Resulta asombroso que la odiada guerrilla, contra la que se ha levantado la sociedad en masivas manifestaciones de rechazo a prácticas tan repudiables como el secuestro o el minado de campos, sea responsable apenas de una tercera parte de los hechos atroces consignados en el informe, y que casi dos terceras partes de esos hechos se deban a los paramilitares y a su alianza con lo que solemos llamar “las fuerzas del orden”.
Las preguntas más terribles vienen después. Al cabo de cincuenta años de matanzas, que aquí le atribuimos al conflicto, ¿no será necesario buscar causas más hondas? Esta estadística, que comienza más o menos en 1963, es la continuación de otra estadística, la de la Violencia de los años cincuenta, que le costó al país otros 300.000 muertos. Pero este medio millón de muertos mal contados, de masacrados, torturados, desaparecidos, secuestrados, y estos ocho millones de desplazados en los últimos setenta años, ¿no corresponden a una enfermedad más extendida y que es necesario analizar de un modo más profundo?

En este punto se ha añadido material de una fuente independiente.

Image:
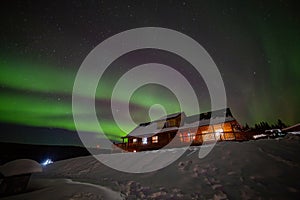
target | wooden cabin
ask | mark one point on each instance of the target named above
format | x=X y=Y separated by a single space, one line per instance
x=182 y=130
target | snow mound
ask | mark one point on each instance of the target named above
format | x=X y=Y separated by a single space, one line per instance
x=20 y=166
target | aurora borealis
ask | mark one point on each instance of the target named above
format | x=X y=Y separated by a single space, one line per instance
x=255 y=44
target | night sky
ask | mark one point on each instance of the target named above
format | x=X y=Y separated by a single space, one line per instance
x=255 y=44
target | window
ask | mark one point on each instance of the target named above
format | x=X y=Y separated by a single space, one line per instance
x=144 y=140
x=155 y=139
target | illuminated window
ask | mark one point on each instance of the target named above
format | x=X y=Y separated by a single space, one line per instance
x=144 y=140
x=155 y=139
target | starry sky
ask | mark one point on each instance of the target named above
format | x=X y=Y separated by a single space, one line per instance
x=255 y=44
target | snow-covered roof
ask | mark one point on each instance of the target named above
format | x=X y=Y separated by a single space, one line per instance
x=151 y=128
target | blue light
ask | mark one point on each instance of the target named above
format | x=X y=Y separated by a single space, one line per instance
x=47 y=162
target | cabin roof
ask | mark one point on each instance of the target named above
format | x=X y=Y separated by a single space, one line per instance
x=150 y=128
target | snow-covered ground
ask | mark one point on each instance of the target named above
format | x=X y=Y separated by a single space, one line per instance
x=260 y=169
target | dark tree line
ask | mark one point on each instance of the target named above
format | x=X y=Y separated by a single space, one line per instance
x=262 y=126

Finalmente: ¿qué responsabilidad le cabe a la dirigencia que ha tenido el país en sus manos durante los últimos cien años en este desangre inhumano? ¿No era a ella a quien le correspondía educar a la comunidad en pautas mínimas de civilización, incorporar a millones de personas a un orden de mínimas oportunidades y de garantías sociales, construir un Estado operante, formarnos a todos con el ejemplo y la responsabilidad, ya que ha sido tan aguerrida en la defensa de sus privilegios políticos y de su dignidad social?
¿O vamos a echarles la culpa, como nos gusta, de los males de la Nación, a las comunidades siempre postergadas, a los pobres que se murieron por décadas a las puertas de los hospitales, a los que han huido sin rumbo noche a noche perseguidos por los machetes, alumbrados por los incendios, y despreciados en las ciudades adonde llegaban, o a los 180.000 civiles muertos por este conflicto? ¿Qué van a decir ahora los grandes poderes y los partidos políticos que nos gobernaron?
Hay responsabilidades que van más allá de la estadística y del código penal. Altas responsabilidades históricas que corresponden a quienes tuvieron en sus manos el poder de construir un país civilizado, los recursos para modificar terribles realidades de injusticia y de marginalidad, el acceso al conocimiento y el contacto con el mundo para saber cómo se construyen de verdad sociedades orgullosas y dignas.
Frente a estas tremendas evidencias de la irresponsabilidad, de la mezquindad y de la pequeñez histórica, no bastará con mostrar ojos asombrados y rostros compungidos. Hay que modificar con urgencia el tremendo cuadro de injusticia y de impiedad en que vivimos, o esperar el martillo de la historia.